While there are multiple ADARs in humans (ADAR1, ADAR2, and ADAR3), ADAR1 was found to be the primary contributor to RNA editing in the context of cancer [1,2,3], modulating the frequency and number of sites edited. Fumagalli et al. further demonstrated that, in breast cancer, ADAR1 expression was elevated as a result of aberrantly high copy number owing to chromosomal duplication. They also showed that ADAR1 expression and therefore editing are part of a broader type I interferon response, which is the result of the chronic inflammatory environment of the tumors. Conversely, a lack of ADAR1 resulted in decreased cell proliferation and increased apoptosis.
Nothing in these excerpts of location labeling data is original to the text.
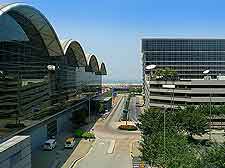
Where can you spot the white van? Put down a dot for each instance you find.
(50, 144)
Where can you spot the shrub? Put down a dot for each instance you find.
(128, 127)
(88, 135)
(79, 133)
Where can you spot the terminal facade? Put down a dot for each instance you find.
(37, 69)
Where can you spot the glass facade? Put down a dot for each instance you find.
(190, 57)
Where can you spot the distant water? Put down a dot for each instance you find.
(122, 81)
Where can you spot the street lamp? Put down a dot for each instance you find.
(51, 67)
(164, 117)
(149, 68)
(210, 106)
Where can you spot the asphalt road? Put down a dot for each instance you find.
(106, 133)
(54, 158)
(134, 110)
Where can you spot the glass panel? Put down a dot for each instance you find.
(11, 30)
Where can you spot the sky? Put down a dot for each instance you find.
(113, 29)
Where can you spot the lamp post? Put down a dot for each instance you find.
(210, 106)
(164, 116)
(149, 68)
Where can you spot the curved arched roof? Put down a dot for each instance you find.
(103, 69)
(77, 51)
(93, 63)
(40, 22)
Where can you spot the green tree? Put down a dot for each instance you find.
(191, 120)
(213, 156)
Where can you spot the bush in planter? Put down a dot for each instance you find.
(128, 127)
(88, 135)
(79, 133)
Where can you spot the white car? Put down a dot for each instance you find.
(50, 144)
(70, 142)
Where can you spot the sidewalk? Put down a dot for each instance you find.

These new studies raise the exciting possibility that, exactly as was the case for DNA mutation, RNA editing may also be a highly dynamic modulator of disease progression and manifestations. RNA editing events could, in aggregate, drive cancer progression and the development of drug sensitivity by actively targeting related cellular pathways. Such targeting, while leaving no trace on the genome, could transiently generate distinct subsets of cells with specific resistance profiles, which would then be selected on the basis of features that can be propagated onward even in the absence of editing (Figure 1). Future work at the single cell level will help determine the existence of such populations (akin to tumor stem cells) and document their emergence.

Figure 1.

Figure 1

Adding RNA Editing to Current Paradigms of Cancer Progression.

(A) Cancer model of DNA mutation, selection, and adaptation. (B) RNA editing contribution to selection and adaptation. Abbreviations: ADAR, adenosine deaminase, RNA-specific; APOBEC1, apolipoprotein B mRNA editing enzyme, catalytic polypeptide-like 1.

The widespread involvement of ADAR in a wide variety of cancers suggests that ADAR and its targets are excellent candidate biomarkers of cancer progression. Further studies will be necessary to determine whether targeting clinically relevant sites is feasible, given the lower rates of editing, and whether small-molecule modulation of ADAR activity, to reverse editing to normal tissue levels, is a viable therapeutic avenue. Finally, these studies would predict that other emerging epitranscriptomic (RNA-level) modifications (e.g., APOBEC1-mediated C-to-U editing, N6-adenosine methylation and pseudouridylation) will also be active contributors to disease progression, with potentially key roles, especially in diseases that are known to have a genetic basis but which have not demonstrated a high degree of association with specific DNA mutations.